Every marketing channel has a moment where it stops being new and starts being misunderstood.
Connected TV is there.
With global CTV ad spend projected to reach $51 billion by 2029, streaming is no longer a test budget or a line item buried in “experimental media.” It’s where attention lives. It’s where brands are expected to show up. And increasingly, it’s where marketing leaders are expected to prove impact.
But as CTV has matured, many brands have brought the wrong mindset with them.
They’ve approached CTV like it’s simply another digital channel. Plug it into the programmatic stack. Optimize for CPMs. Let the algorithm do its thing. Measure what’s easy. Move on.
That approach makes sense on paper. But it misses the bigger story.
Because CTV isn’t just a new screen. It’s the evolution of television itself. And television has always been about more than efficiency. It’s about presence. Trust. Context. And scale you can feel.
When efficiency becomes the enemy of impact
Programmatic buying has earned its place in modern marketing. It’s fast. It’s flexible. It’s measurable. For many brands entering CTV, it’s the easiest door to walk through.
But doors aren’t destinations.
As Alex Visoky, director of client services at Tatari, notes, the CTV ecosystem isn’t evenly distributed. Nearly 90 percent of all CTV impressions come from just 10 publishers. That means the bulk of premium inventory isn’t floating freely in open auctions. It’s controlled, curated, and often accessed through direct relationships.
When brands rely solely on programmatic, they’re not just limiting reach. They’re limiting the story they can tell—and where that story gets told.
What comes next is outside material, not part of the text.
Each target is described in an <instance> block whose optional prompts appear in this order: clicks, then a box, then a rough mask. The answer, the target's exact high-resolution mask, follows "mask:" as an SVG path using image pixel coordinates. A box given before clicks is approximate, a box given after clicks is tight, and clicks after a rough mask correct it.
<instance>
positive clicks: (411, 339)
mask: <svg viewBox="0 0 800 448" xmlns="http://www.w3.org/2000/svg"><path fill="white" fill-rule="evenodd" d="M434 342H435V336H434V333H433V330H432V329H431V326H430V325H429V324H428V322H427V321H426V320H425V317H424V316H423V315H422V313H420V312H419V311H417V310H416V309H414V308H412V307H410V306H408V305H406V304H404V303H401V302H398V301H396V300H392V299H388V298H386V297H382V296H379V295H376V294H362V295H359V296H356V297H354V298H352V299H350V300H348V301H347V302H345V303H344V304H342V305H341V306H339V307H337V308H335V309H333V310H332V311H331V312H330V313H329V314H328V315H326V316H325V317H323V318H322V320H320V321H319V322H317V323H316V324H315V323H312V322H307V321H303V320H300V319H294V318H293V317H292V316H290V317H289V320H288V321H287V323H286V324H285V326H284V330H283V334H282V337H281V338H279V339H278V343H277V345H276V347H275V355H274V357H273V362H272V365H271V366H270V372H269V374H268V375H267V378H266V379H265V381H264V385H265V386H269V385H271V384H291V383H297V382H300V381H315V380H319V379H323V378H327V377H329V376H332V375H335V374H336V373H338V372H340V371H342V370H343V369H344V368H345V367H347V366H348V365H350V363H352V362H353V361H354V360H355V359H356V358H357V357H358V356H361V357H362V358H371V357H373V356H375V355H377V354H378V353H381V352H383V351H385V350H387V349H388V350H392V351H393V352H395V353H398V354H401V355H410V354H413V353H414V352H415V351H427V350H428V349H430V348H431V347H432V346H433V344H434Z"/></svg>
Nick Fairbairn, VP of growth marketing at Chime, summed it up perfectly during Advertising Week: “If anyone tells you you can programmatically do television forever, they’re full of it. The winners are going to marry data, technology and relationships.”
That marriage is where modern CTV strategy lives.
Chime: Turning television into a growth narrative
Chime didn’t come to TV looking for nostalgia. They came looking for performance.
Early on, programmatic CTV helped Chime move quickly and efficiently. It allowed the brand to test markets, control costs, and treat TV like a measurable acquisition channel.
But as the company grew, the limitations became clear.
Auction-based delivery made scale unpredictable. Premium placements were inconsistent. And as ambitions increased, the media strategy needed more stability than programmatic alone could offer.
So Chime rewrote the script.
By layering in direct CTV buys alongside programmatic, the brand gained reliable access to top-tier publishers and consistent inventory. Programmatic delivered flexibility. Direct buys delivered confidence.
More importantly, Chime could now see the full story. They identified customers who were acquired through TV without prior exposure to other channels, proving that CTV wasn’t just assisting conversions—it was driving them.
This wasn’t about abandoning technology. It was about using it with intention.
Tecovas: When the brand is the story
Some brands don’t just sell products. They sell identity.
Tecovas understands this better than most. Rooted in craftsmanship and Western heritage, the brand’s success depends on emotional connection as much as performance metrics.
So when Tecovas returned to television, the goal wasn’t reach for reach’s sake. It was resonance.
“Nothing is as impactful and as concentrated as television,” said Tecovas CMO Krista Dalton. “In an incredibly disparate world, television maintains a single point of communication to your audience about who you are as a brand.”
That kind of clarity requires more than programmatic impressions.
Tecovas leaned into direct media buys across linear and CTV, placing its story in moments where attention was undivided. NFL playoff games. College football. The World Series. WWE’s Monday Night Raw. And critically, Yellowstone—where Western storytelling wasn’t just relevant, it was amplified.
The result wasn’t just awareness. It was momentum. Search lifted. Traffic increased. Conversions followed.
For brands built on narrative, context isn’t optional. It’s everything.
Calm: Owning the moment, not just the screen
Calm operates in moments that matter.
Stress spikes. Emotions rise.
Culture shifts. And when those moments happen, the environment surrounding an ad can be just as powerful as the message itself.
Programmatic helped Calm understand its audience. But understanding wasn’t enough.
By shifting more investment into direct CTV buys, Calm gained control over timing, frequency, and context—ensuring its message appeared when viewers were most emotionally receptive.
One placement during the 2020 presidential election struck such a chord that it went viral and earned industry recognition. Not because it was optimized to death, but because it was right.
Right message. Right moment. Right environment. That’s not accidental. That’s strategic storytelling. The brands winning in CTV aren’t choosing sides. They’re choosing balance.
Direct buys unlock premium scale, transparency, and consistency. Programmatic adds flexibility, testing, and incremental reach. Together, they create something stronger than either can deliver alone.
This isn’t about rejecting automation. It’s about respecting what television still does best.
CTV has grown up. It’s no longer a shortcut. It’s a stage.
And the brands that treat it like one—who understand that storytelling, context, and relationships still matter—are the ones building campaigns that don’t just perform, but endure.